Investieren oder abwarten? Diese Frage stellen sich im Moment viele Betriebsführer. Steigende Baukosten, hohe Zinsen und ein unsicherer Markt sind nicht die besten Vorzeichen für große Bauvorhaben oder Anschaffungen im Maschinenpark. Hinzu kommen Unsicherheiten bezüglich künftiger Auflagen in der Tierhaltung und die langwierigen Bauverhandlungen für Stallprojekte.
„Es sind besondere Herausforderungen, die es in der Landwirtschaft in dieser Dimension in den vergangenen Jahren nicht gab. Derzeit schrecken zwar viele vor Investitionen zurück. Doch die gestiegenen Vermarktungspreise verleiten auch viele Landwirte, den nächsten Entwicklungsschritt für ihren Betrieb zu setzen“, skizziert Wolfgang Weichselbraun, Leiter der Abteilung Betriebswirtschaft in der Landwirtschaftskammer Niederösterreich.

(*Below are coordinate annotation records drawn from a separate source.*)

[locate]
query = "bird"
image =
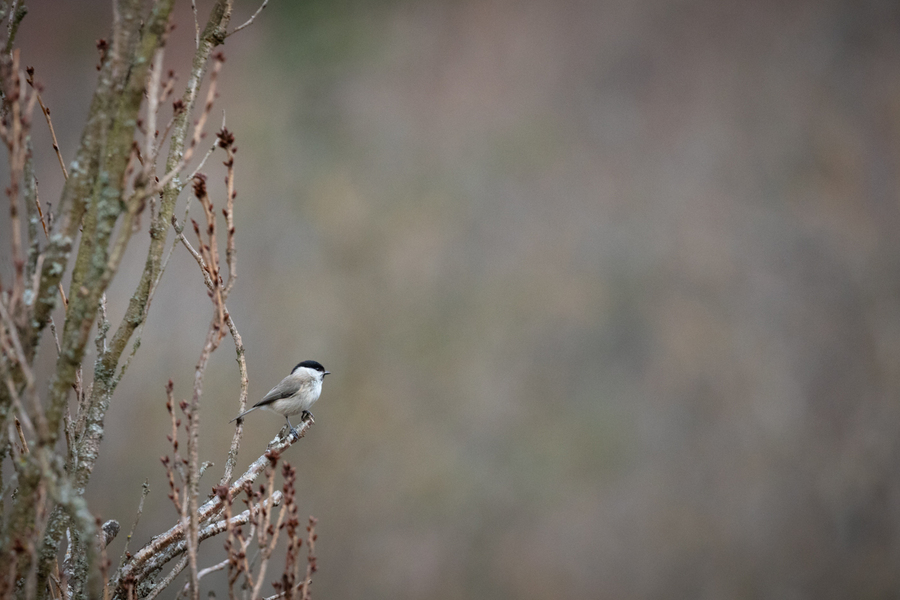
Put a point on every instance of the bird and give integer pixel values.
(295, 394)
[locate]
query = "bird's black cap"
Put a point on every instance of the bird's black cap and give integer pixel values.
(310, 364)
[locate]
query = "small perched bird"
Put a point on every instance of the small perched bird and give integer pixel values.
(295, 394)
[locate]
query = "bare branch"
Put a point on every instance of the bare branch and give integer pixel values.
(251, 19)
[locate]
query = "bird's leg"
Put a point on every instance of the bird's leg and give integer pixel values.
(291, 427)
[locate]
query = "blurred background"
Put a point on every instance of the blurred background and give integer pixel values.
(610, 291)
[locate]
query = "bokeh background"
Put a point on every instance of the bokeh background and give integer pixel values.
(610, 290)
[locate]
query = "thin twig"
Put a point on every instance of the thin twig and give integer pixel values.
(46, 111)
(251, 19)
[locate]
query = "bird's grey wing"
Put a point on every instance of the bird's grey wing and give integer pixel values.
(284, 389)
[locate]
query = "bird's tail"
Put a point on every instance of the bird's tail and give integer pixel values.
(242, 414)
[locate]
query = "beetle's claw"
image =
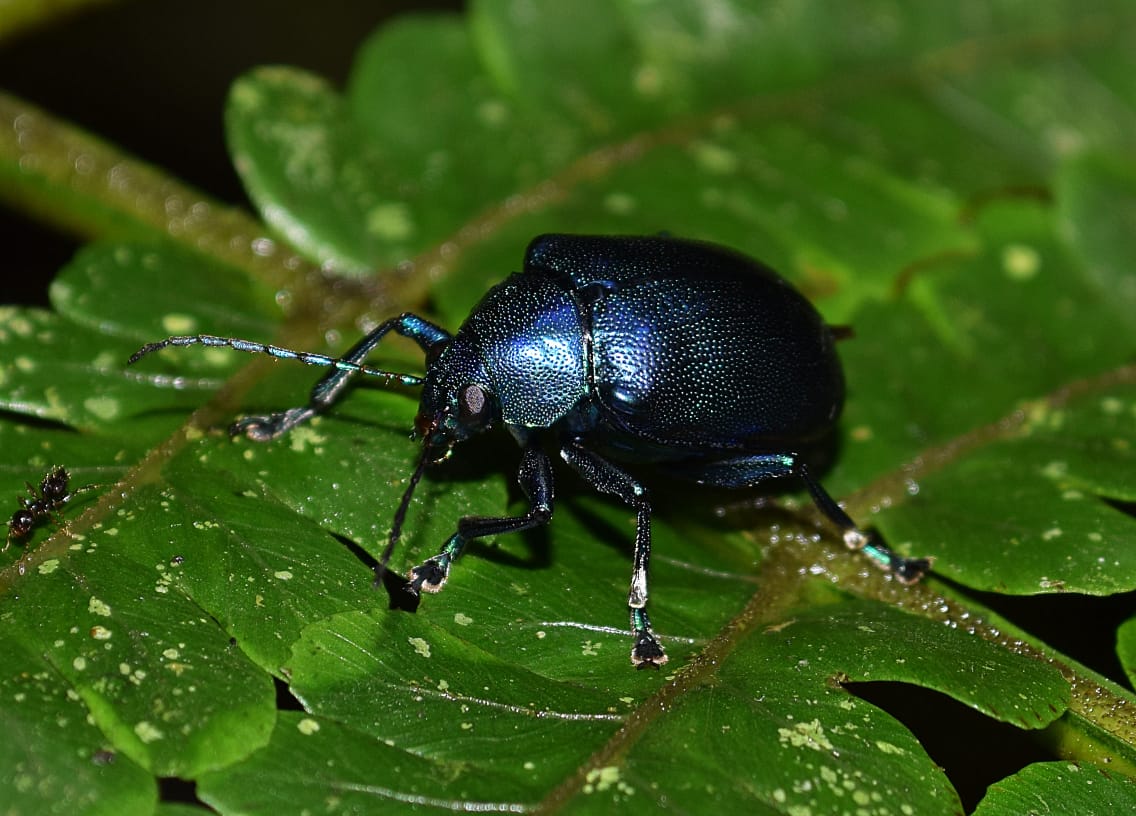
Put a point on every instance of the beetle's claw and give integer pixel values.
(648, 652)
(431, 574)
(910, 569)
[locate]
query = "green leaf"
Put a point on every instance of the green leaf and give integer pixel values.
(954, 183)
(1053, 788)
(470, 721)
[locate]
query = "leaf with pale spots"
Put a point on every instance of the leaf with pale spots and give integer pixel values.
(957, 186)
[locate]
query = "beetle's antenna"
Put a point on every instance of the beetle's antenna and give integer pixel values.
(400, 515)
(277, 352)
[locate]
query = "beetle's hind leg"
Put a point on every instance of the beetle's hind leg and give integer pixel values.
(608, 479)
(744, 472)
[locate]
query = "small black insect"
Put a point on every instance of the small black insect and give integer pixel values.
(52, 494)
(611, 349)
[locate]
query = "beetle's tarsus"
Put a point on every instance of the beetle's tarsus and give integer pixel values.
(431, 575)
(648, 652)
(909, 571)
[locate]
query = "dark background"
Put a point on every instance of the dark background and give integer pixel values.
(151, 77)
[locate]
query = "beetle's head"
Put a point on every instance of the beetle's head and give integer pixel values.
(456, 400)
(453, 407)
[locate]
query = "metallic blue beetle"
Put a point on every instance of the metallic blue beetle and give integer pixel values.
(612, 349)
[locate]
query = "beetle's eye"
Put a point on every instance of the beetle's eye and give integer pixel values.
(473, 406)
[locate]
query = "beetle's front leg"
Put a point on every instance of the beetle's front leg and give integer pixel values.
(608, 479)
(262, 429)
(535, 480)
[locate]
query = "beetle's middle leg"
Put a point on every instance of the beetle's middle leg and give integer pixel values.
(535, 480)
(608, 479)
(746, 471)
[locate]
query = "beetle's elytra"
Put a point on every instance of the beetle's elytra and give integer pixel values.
(615, 350)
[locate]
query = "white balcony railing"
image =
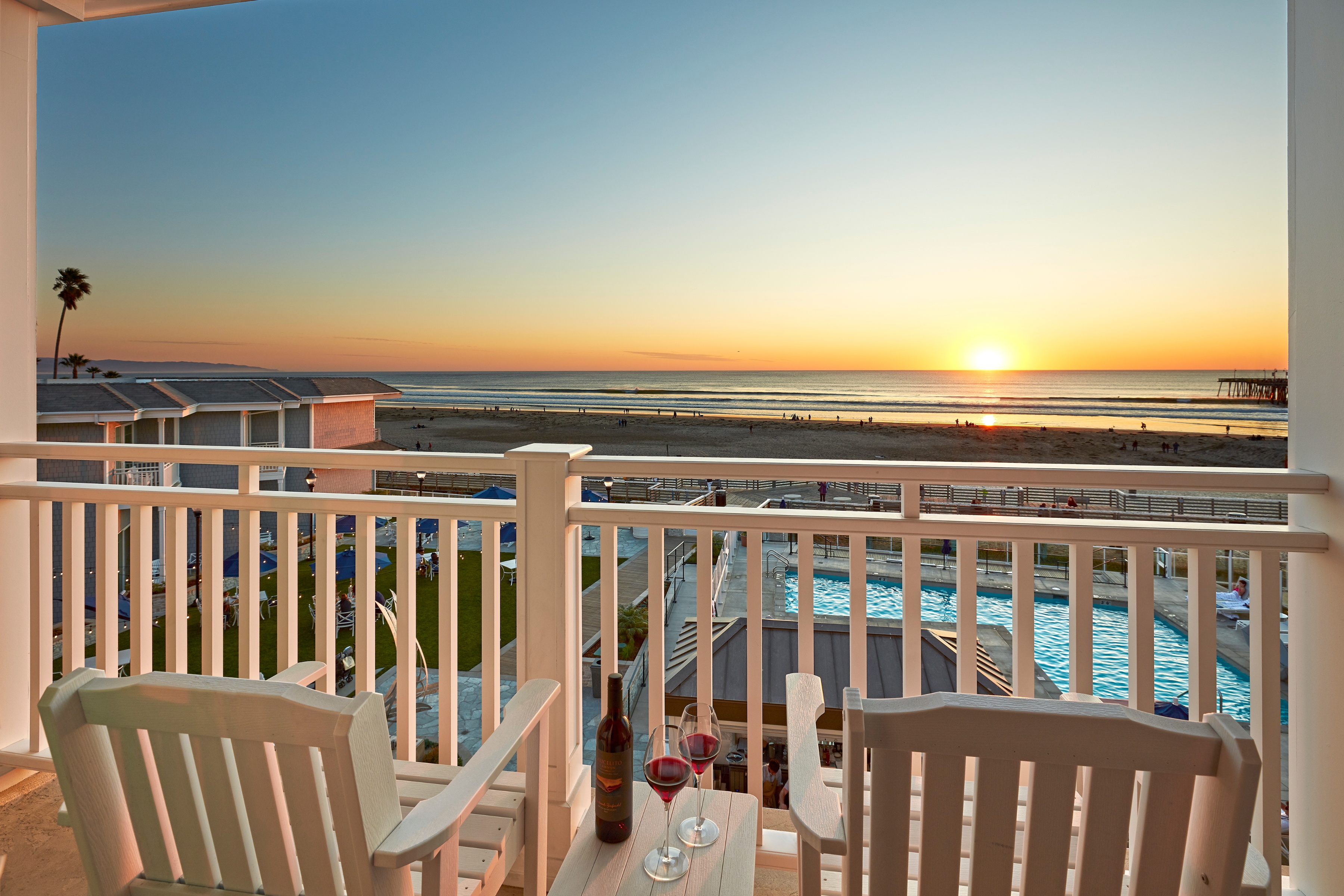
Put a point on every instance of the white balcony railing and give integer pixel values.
(549, 512)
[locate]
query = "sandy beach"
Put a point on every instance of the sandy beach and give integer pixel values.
(476, 430)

Investitionslaune verhalten
Die Investitionslaune der Bauern sei derzeit eher verhalten, wie Weichselbraun erklärt: „Es sind kleinere Projekte, die getätigt werden. Wir befinden uns auch bei der Förderung in einer Zwischenphase.“ Die alte GAP ist nach sieben Jahren zu Ende gegangen und die neue hat erst begonnen.

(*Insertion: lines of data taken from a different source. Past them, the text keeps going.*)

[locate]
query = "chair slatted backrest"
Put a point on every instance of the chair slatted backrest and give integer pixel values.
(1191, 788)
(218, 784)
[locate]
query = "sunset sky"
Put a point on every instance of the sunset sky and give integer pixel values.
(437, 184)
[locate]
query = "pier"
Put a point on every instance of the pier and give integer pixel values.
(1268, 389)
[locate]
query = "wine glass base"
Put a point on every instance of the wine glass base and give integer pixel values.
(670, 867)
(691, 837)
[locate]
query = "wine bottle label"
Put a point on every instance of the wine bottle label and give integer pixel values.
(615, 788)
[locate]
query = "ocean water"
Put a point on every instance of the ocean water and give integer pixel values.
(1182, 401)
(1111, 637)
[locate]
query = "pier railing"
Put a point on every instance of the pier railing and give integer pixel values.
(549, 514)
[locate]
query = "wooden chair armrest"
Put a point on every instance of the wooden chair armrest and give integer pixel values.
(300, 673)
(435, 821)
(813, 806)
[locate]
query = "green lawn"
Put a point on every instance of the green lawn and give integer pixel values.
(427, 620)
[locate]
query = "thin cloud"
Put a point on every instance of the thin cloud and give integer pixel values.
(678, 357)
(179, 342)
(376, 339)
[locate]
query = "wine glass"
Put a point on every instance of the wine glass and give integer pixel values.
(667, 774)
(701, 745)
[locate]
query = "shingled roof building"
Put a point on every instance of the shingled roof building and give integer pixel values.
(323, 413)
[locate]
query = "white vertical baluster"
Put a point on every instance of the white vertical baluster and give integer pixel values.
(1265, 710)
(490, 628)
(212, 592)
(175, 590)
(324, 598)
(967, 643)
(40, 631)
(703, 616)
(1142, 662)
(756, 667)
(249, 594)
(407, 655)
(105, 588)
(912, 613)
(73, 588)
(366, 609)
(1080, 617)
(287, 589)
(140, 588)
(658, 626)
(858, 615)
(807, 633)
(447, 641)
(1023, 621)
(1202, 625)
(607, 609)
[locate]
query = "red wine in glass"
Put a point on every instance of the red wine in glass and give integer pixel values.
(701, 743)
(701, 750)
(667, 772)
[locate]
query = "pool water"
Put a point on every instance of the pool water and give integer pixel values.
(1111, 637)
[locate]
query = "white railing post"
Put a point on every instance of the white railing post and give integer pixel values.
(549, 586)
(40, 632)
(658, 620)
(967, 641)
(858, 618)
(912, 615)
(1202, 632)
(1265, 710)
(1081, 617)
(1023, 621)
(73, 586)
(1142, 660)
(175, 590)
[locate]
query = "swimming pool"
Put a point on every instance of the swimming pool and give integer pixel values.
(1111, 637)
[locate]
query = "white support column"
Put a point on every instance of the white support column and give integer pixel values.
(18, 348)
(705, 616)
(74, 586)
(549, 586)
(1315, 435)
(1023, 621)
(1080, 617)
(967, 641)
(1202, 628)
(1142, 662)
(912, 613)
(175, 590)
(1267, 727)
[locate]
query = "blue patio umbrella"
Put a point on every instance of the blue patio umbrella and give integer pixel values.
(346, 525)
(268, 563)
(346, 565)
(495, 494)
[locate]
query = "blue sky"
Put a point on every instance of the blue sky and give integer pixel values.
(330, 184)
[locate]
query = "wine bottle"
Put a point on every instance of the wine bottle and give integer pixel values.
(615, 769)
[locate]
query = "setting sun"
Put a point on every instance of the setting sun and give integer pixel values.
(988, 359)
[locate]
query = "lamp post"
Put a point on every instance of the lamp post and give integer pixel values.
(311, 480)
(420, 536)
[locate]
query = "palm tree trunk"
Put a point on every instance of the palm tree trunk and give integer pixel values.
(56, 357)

Mit den steigenden Zinsen haben auch jene Landwirte zu kämpfen, die in den vergangenen Jahren mit variablen Zinsen Kredite abgeschlossen haben. Die Europäische Zentralbank hob zuletzt den Leitzins auf 2,5 % an (Stand Dezember 2022 Anm.). Ähnlich wird auch der 3-Monats- und 6-Monats-Euribor steigen, an den variable Kredite gekoppelt sind.
Derzeit würden kaum Bauern wegen ihrer Schulden in die Beratung zur Landwirtschaftskammer kommen. „Aber in diesem Umfeld kann es noch so weit kommen“, meint der Betriebswirtschaftsexperte. Die Gewinner seien jene Landwirte, die vor etwa einem Jahr einen Fixzinskredit für ihre Projekte vereinbart haben. Derzeit würden sich laut Bankexperten diese nicht mehr rechnen (siehe Interview Mag. Barbara Gottinger, VKB-Bank).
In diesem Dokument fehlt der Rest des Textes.